Are Bob Dylan lyrics literature? Are palindromes poetry? Does it matter?
Flashback to 2003, when Weird Al Yankovic released Poodle Hat, his eleventh studio album, with covers of—are you ready for a nostalgia trip?—Eminem's "Lose Yourself," Nelly's "Hot in Herre," Avril Lavigne's "Complicated," and the Backstreet Boys' "I Want It That Way." All the way down at track number ten was "Bob," something Yankovic calls a "style parody," where he's not covering a specific song but riffing off an artist's style.
For "Bob," it's the country-tinged folk guitar and mysterious lyrics of American hero, poet, and now, Nobel Laureate, Bob Dylan. Doing his best impression of that classic, rough and occasionally ridiculous voice, Weird Al spins a folk song out of palindromes.
Rusty on the word-game terminology? A palindrome is a word or phrase that reads the same forward and backward. Examples: "racecar," "dumb mud," "evil olive," and "Golf? No sir, prefer prison flog."
Or, from the song:
"I, man, am Regal, a German am I
Never odd or even,
If I had a Hi-Fi"
Every line is a palindrome. It's incredible that Yankovic keeps the lyrics' rhythm and rhyming so tight when he has such strict restraints on what he can write.
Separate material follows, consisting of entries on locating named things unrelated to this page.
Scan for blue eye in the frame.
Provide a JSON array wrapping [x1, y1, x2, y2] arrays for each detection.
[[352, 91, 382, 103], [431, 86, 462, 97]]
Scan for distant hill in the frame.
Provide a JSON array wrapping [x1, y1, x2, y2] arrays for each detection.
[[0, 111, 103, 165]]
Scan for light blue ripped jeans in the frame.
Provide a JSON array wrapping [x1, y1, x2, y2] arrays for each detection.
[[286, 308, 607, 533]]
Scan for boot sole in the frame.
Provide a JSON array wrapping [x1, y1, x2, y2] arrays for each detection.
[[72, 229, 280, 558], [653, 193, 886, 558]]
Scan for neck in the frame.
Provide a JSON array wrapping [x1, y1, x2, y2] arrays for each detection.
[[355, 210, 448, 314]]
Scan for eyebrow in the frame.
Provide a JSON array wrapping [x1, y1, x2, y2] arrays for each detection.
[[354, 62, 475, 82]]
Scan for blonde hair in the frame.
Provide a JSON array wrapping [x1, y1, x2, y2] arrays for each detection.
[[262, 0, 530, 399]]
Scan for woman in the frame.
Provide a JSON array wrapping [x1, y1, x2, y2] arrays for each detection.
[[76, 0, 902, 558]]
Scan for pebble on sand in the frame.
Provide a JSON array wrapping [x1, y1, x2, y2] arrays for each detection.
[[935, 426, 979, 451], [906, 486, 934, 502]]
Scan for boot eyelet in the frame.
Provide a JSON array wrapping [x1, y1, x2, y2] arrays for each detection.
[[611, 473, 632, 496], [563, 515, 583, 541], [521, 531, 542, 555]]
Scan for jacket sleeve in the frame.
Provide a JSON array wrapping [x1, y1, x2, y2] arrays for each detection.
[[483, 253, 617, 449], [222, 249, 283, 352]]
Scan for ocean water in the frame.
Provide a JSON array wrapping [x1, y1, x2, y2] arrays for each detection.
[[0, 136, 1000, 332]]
As you can guess, the song doesn't make a lot of sense, but that makes it especially fun when it actually does: "Go hang a salami, I'm a lasagna hog!" he sings at the end. Or,
"Won't lovers revolt now?
Race fast safe car
Pa's a sap
Ma is as selfless as I am"
The video for "Bob" is a parody of Dylan's video for "Subterranean Homesick Blues," and it helps to see each line on the cards. But to really appreciate the palindromes, I recommend reading the lyrics on Genius so you can take the time to reverse each line in your head and be amazed over and over.
Palindromes are a word game that people, as they do, have taken to extremes. A guy named Dan Hoey wrote a 543-word palindrome with a computer program in 1984. Others have written entire poems that are one, long palindrome.
XKCD drew a comic:
And here are some of the best palindromes from Neil/Fred's Gigantic List of Palindromes, because I can't help myself:
#450: "Yawn. Madonna fan? No damn way."
#380: "Star comedy by Democrats."
#42: "And we saw a Jawa sew DNA."
#256: "No cab, no tuna nut on bacon."
#45: "Are we not drawn onward to new era?"
#310: "Poor Dan is in a droop."
#180: "I saw desserts; I'd no lemons; alas, no melon. Distressed was I."
Now you can throw that many more palindromes into your next conversation.